The video places her in a series of winter vignettes: a bar packed with hockey players, a butcher’s counter, a frozen lake. She drifts through each with the particular detachment of someone walking through someone else’s memory. The dreamlike logic holds until a car explosion arrives mid-video, which she walks through without breaking stride.
Zardoya doesn’t appear onscreen. She was unavailable for filming, but her vocal presence on the track is no less concrete for that.
The release arrives under Beabadoobee’s global partnership between Dirty Hit and Interscope. Speaking to Dazed, she was clear this is transitional material, a track designed to bridge where she’s been and wherever the next record takes her. A follow-up album has not been announced, but the language she’s using in interviews suggests the wait won’t be long: “I literally can’t wait to release something, honestly. I’m fucking dying.”

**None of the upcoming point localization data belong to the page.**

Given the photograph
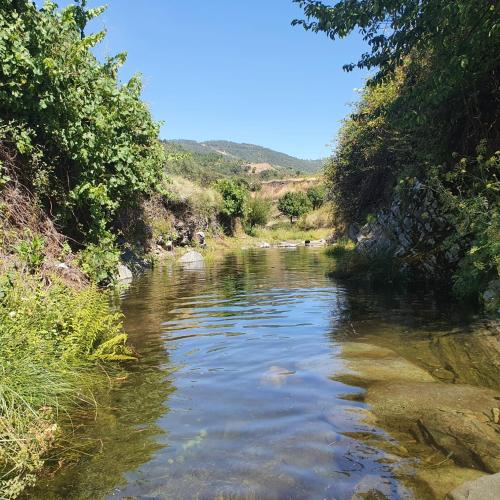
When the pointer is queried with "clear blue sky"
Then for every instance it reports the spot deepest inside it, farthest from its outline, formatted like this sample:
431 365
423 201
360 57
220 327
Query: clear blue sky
235 70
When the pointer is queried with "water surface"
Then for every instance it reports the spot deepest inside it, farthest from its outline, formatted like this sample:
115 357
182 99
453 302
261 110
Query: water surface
236 394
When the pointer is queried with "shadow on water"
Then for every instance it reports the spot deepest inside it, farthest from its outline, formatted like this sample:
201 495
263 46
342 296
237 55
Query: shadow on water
237 392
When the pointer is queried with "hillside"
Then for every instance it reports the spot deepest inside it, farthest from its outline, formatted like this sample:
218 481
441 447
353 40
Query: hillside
250 153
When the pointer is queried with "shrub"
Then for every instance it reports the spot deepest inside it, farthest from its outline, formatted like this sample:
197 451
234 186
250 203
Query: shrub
294 205
258 211
234 197
31 252
317 196
88 144
49 338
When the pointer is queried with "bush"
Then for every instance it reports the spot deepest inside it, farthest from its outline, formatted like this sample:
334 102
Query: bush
88 144
234 197
49 337
258 211
294 205
317 196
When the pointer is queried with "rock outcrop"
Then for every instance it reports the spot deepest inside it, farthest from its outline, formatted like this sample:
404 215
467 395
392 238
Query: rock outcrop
413 229
484 488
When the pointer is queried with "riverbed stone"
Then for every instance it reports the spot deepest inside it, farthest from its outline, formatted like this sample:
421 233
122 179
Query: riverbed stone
484 488
368 364
436 482
191 257
457 419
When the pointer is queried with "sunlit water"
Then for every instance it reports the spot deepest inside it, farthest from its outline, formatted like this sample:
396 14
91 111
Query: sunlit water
234 394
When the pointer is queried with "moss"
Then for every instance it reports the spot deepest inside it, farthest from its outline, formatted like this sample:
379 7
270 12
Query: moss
50 338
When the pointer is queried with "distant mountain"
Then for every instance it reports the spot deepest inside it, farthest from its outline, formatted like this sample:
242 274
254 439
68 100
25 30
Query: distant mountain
250 153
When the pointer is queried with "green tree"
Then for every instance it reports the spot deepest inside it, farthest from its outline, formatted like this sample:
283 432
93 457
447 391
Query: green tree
234 197
87 143
316 195
258 211
294 205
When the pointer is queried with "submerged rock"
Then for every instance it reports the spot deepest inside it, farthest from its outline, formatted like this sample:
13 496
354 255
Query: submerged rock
191 257
368 364
276 376
456 419
484 488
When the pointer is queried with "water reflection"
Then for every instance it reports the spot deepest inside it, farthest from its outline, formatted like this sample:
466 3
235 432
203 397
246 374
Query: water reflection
236 393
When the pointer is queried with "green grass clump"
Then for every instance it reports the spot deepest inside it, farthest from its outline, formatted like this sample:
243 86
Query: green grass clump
50 337
340 248
377 268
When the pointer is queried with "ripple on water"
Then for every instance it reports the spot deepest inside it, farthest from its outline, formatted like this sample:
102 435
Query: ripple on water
250 349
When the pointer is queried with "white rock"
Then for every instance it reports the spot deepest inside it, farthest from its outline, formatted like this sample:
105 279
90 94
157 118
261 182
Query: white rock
190 257
484 488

She also appeared recently on the War Child HELP(2) compilation with a cover of “Say Yes”, but that was someone else’s song. This is new ground.
What “All I Did Was Dream of You” actually signals is a shift in ambition. The Rick Rubin-produced This Is How Tomorrow Moves was Beabadoobee expanding her sound outward into arena-ready pop-rock. This single pulls in a different direction: more cinematic, more psychologically knotted, built around a collaboration that adds genuine dramatic weight rather than just a featured credit.
Zardoya isn’t decorative here. She’s a counterargument.
Whether the next album follows this into darker, more expansive territory is the interesting question. On the basis of this, it should.